- CMS Wins Temporary Reprieve in Battle to Solve Appeal Backlog
- September 12, 2017 | Author: Courtney G. Tito
- Law Firm: McDonald Hopkins LLC - West Palm Beach Office
Back in March, we provided an update regarding the D.C. District Court
decision to order the Department of Health and Human Services to alleviate the
Administrative Law Judge (ALJ) appeals backlog by the end of 2020. HHS failed
in its request for reconsideration of the decision, and subsequently appealed
to the D.C. Circuit Court of Appeals. On Aug. 11, 2017, the Court of Appeals
found that because the District Court failed to make a finding that clearing
the backlog was a “possibility,” it was vacating the mandamus order and
remanded the case back to the District Court to evaluate the merits of HHS’s
claim that lawful compliance with the mandamus order was impossible.

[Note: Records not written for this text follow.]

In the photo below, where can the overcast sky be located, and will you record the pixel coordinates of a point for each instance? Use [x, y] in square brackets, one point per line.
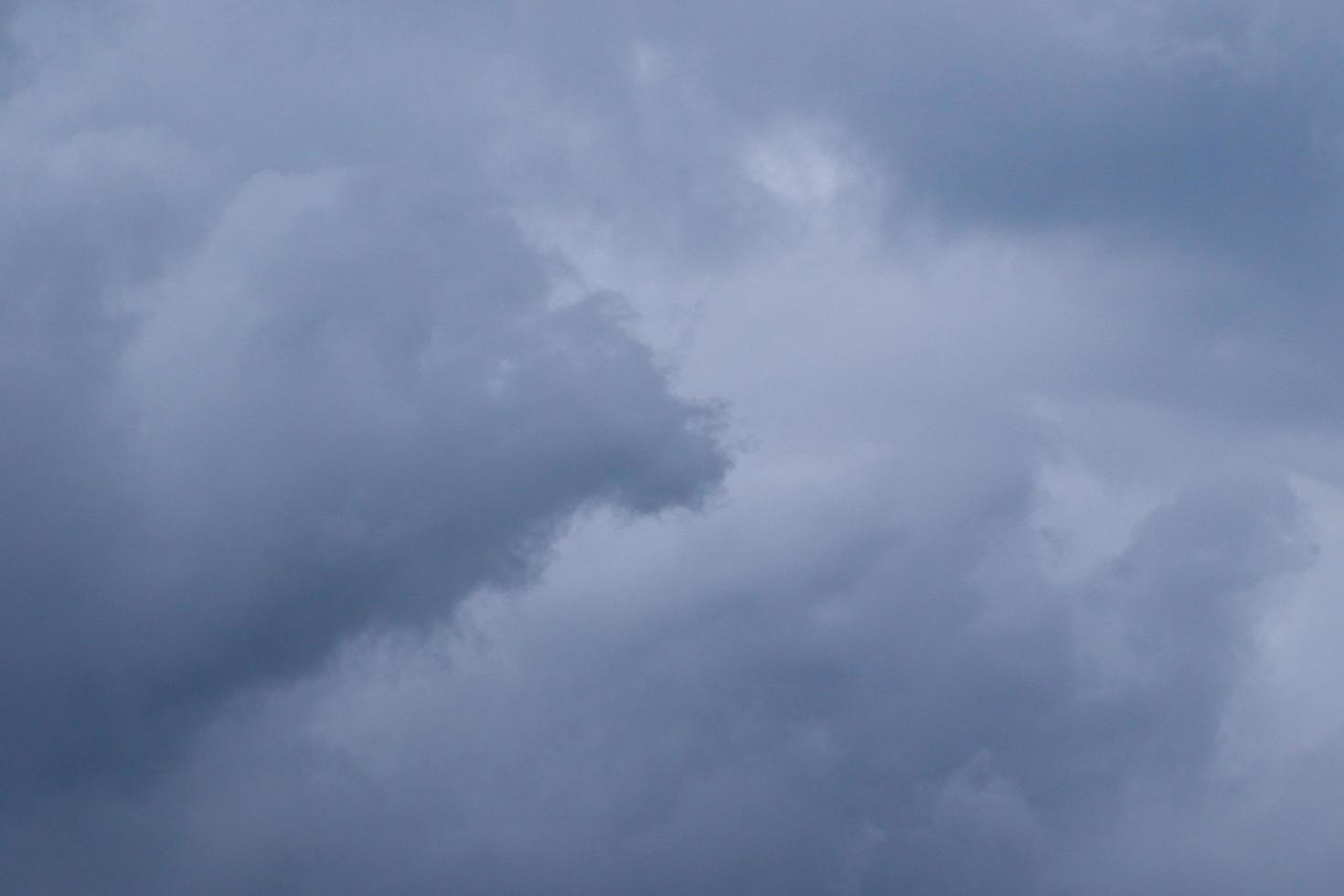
[758, 448]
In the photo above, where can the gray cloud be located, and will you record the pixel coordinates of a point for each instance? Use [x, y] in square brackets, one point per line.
[345, 448]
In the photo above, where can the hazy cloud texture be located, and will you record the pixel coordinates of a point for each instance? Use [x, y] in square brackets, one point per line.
[515, 448]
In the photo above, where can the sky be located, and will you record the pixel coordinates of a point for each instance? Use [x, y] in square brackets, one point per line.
[503, 448]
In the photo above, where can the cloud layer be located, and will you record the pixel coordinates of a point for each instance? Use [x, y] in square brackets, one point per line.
[773, 449]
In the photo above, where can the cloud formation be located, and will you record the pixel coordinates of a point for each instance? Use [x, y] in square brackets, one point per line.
[372, 378]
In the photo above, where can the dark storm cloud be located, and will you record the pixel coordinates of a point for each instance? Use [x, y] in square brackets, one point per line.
[1026, 318]
[249, 417]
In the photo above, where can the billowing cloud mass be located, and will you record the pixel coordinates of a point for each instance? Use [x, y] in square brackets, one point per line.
[757, 448]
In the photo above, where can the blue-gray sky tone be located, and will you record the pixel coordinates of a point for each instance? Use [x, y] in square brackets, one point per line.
[789, 448]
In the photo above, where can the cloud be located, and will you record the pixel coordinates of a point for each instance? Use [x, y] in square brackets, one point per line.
[359, 535]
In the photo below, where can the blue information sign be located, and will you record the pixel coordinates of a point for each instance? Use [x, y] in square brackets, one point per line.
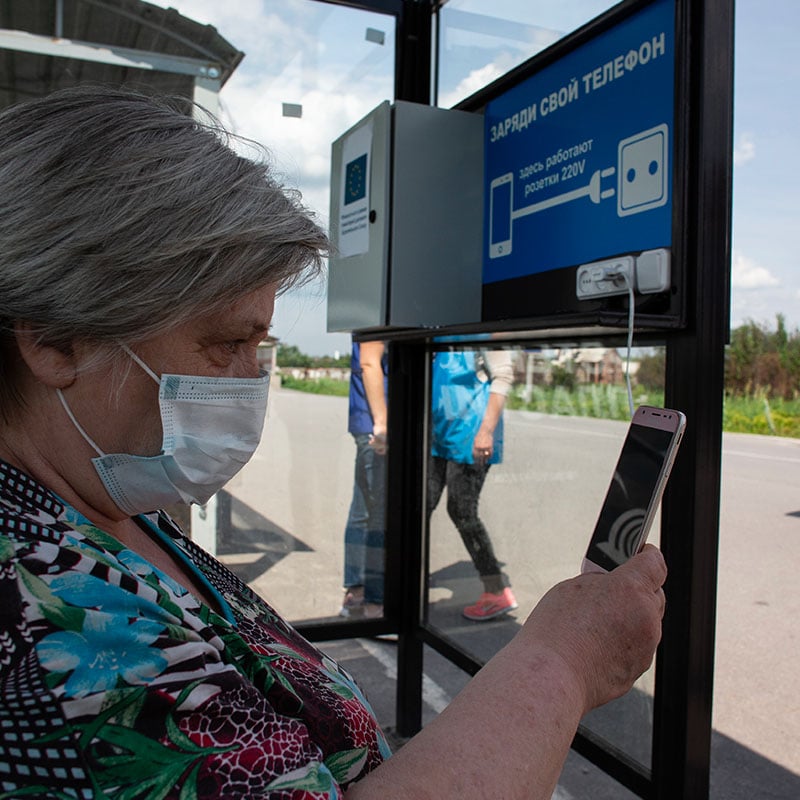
[579, 156]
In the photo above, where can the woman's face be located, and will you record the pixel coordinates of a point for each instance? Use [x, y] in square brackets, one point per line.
[221, 344]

In its opinion, the Court of Appeals recognized that the backlog continued to grow. As of June 2, 2017, the backlog was 607,402 appeals – and it is projected to grow to 950,520 by the end of fiscal year 2021. This could result in some claims taking at least a decade to resolve – clearly beyond the 90 days mandated by the statutes.
Despite acknowledging that HHS refused to engage in any efforts to create a timeline to remove the backlog, the court concluded that since HHS “represented that lawful compliance with the mandamus order was impossible, it was an error of law, and therefor an abuse of discretion, to nonetheless order the Secretary to render that performance without first finding that lawful compliance was indeed possible.” The court found that HHS has a “heavy burden to demonstration the existence of an impossibility” and stated that if the District Court found that HHS failed to meet that burden, it could reissue the mandamus order without modification.
Circuit Judge Karen Henderson dissented, arguing that the district court did not have to make a finding of impossibility. HHS did not make a “strong threshold showing of impossibility” and therefore no finding of possibility was required. Henderson also argued that even if a possibility finding was required, the District Court made that finding in rejecting HHS’s claim of impossibility.
We will continue to monitor the progress of this case and provide updates.